Per-pupil funding is about $400 better than predicted in the bleakness of January, but with the state cutting about $130 million of general fund support between the past two years and the next two years, districts must negotiate for the lower teacher pay levels as the Legislature recommends, or impose layoffs.
"I've had people walk up and say, 'You must be thrilled,"' said Washoe County School District Superintendent Heath Morrison about the improved K-12 budget, which a month earlier had called for a $380 million cut in general fund support. "No, I'm not thrilled. But I'm obviously pleased."
In the case of Washoe County School District, the new numbers reduce a $75 million budget hole to $53 million. It's now time for the hard work of bargaining with unions to fix some of the problem; if there were no concessions, the district would have to eliminate about 300 positions.
A bright spot for districts came Tuesday, when a measure squashed in early April by a governor's veto made a comeback in the last 10 minutes of the 2011 session. School Works, a bill sponsored by Assemblywoman Debbie Smith, D-Sparks, allows districts to tap into "frozen" money in a bond reserve account and use it to complete renovations on aging buildings.
It was the first bill Sandoval vetoed, because his budget recommended using those same bond debt reserves to backfill cuts in school operating expenses.
When the state Supreme Court ruled May 26 that certain sweeps of local money were illegal, Sandoval scratched the item from his budget and backed Smith's idea.
Clark County School District can't take advantage of the measure yet, but other school districts will be able to tap into extra money. Members of the beleaguered construction industry had supported the bill, saying it could put unemployed Nevadans back to work.
Legislators also put a package of education reform bills on the governor's desk. The bills will come into play over the next few years. One creates a council to design a four-tiered teacher evaluation system based at least 50 percent on student achievement.
Evaluations will figure more prominently into decisions about promoting or firing teachers. Another bill extends a probationary period for new teachers from two to three years, and requires them to earn satisfactory evaluations before they leave probation and have more job security.
Morrison called the reforms "significant," saying they bring Nevada in line with 36 other states and will help parents feel more confident about their child's teacher.
But he also said they should be part of a "professional growth system" that aims to help teachers improve their craft, and not just an easier way to boot employees.
Lawmakers agreed to remove a "Last in, first out" policy, and specified that seniority cannot be the sole consideration when a district makes a round of layoffs. Proponents say the measure will protect newer teachers from a layoff simply because they are new to the field.
The last reform to pass changes the way the state school board is selected. The Superintendent of Public Instruction will be appointed by the governor, and the state board will be composed of four voter-elected members, three governor appointees, and four non-voting members.
Existing law calls for a 10-member elected board, but recommendations from the Blue Ribbon Education Reform Task Force, which developed Nevada's application for Race to the Top federal funding, called for a more streamlined power structure.

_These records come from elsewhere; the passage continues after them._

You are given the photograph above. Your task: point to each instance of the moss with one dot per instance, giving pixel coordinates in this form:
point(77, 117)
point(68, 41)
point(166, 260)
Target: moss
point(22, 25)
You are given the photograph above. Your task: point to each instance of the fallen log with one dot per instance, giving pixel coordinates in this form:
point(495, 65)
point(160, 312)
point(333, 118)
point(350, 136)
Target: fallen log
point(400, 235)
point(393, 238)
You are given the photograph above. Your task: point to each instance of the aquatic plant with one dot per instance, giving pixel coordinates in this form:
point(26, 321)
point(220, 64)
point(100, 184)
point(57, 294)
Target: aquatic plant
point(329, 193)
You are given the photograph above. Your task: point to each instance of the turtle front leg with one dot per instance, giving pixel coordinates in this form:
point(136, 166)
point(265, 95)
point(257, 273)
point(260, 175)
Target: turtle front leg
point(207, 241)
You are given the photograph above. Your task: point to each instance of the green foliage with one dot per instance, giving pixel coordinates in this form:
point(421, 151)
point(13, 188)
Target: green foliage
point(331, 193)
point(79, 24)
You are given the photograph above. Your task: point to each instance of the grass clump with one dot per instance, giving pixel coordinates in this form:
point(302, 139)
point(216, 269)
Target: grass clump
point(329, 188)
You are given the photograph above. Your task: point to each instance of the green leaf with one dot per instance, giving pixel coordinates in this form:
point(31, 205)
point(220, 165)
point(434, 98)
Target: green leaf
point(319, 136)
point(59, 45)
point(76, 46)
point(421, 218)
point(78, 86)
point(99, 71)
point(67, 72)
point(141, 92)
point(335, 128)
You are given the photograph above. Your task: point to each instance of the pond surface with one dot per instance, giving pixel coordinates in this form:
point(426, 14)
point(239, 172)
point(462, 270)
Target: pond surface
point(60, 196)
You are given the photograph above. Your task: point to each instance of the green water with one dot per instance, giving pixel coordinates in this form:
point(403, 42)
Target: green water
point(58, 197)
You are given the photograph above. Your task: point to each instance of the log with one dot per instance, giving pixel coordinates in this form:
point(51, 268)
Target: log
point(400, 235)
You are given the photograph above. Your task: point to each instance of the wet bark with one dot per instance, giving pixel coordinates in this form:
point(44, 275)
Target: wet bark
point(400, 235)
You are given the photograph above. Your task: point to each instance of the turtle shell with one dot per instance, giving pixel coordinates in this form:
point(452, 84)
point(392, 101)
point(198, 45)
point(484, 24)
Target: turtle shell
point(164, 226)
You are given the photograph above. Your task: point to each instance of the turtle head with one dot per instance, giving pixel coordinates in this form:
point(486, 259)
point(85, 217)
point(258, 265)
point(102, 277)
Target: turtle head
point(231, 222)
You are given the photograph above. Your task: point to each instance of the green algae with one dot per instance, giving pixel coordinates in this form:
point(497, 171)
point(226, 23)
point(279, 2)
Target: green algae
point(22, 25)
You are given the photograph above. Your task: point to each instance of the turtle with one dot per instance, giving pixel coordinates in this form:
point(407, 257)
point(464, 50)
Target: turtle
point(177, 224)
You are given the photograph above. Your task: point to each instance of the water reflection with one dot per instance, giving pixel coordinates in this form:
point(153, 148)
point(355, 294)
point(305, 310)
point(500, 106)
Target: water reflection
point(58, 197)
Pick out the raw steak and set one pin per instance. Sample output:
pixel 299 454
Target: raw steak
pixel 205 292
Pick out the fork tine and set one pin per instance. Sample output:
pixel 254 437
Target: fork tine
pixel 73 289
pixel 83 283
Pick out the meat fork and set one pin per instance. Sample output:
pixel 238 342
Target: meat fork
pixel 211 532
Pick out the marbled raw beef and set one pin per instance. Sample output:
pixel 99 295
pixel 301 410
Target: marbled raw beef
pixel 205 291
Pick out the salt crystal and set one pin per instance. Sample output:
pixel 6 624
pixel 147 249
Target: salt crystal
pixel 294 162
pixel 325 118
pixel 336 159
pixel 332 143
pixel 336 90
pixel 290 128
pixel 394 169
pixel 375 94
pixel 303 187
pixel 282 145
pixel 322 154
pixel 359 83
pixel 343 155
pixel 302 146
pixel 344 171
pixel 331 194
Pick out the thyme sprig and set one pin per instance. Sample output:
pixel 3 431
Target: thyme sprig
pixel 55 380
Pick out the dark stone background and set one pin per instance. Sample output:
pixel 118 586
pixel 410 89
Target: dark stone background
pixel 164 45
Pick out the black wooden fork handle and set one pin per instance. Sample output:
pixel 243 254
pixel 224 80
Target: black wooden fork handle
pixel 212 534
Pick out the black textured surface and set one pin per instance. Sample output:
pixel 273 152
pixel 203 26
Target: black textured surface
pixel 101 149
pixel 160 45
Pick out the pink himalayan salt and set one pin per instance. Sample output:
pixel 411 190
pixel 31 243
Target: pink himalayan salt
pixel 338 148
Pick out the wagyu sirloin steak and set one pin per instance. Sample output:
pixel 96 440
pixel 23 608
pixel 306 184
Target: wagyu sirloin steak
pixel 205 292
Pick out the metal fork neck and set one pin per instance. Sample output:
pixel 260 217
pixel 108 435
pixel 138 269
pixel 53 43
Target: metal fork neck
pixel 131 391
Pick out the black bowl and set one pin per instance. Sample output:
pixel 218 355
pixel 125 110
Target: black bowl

Many legislators who agreed to the budget said they weren't happy with the amount of money going to education, but thought the compromise at least averted a crisis.
Chief among the unhappy groups is the teachers union, whose members are facing salary and benefits reductions equal to a 7 percent pay cut.
Craig Stevens of the Nevada State Education Association said the blame will fall on the governor for a bad budget, the Republicans for resisting new taxes, and the Democrats for not fighting hard enough for revenue.
Plans to raise $1.2 billion through new taxes on services and business gross revenues dissolved as time ran out in the session. Democratic leadership tried to revive the plan Tuesday in the form of a voter initiative on the Assembly floor, but Republicans - irate that the major proposal resurfaced with three hours until the drop-dead deadline - won out and the proposal was canned.
Members of the teachers union say they still plan to take the tax question to voters in coming months.
"All session they've heard about the bad teachers and that they'll be held accountable, but they're not given the resources to do it," Stevens said. "It's disheartening."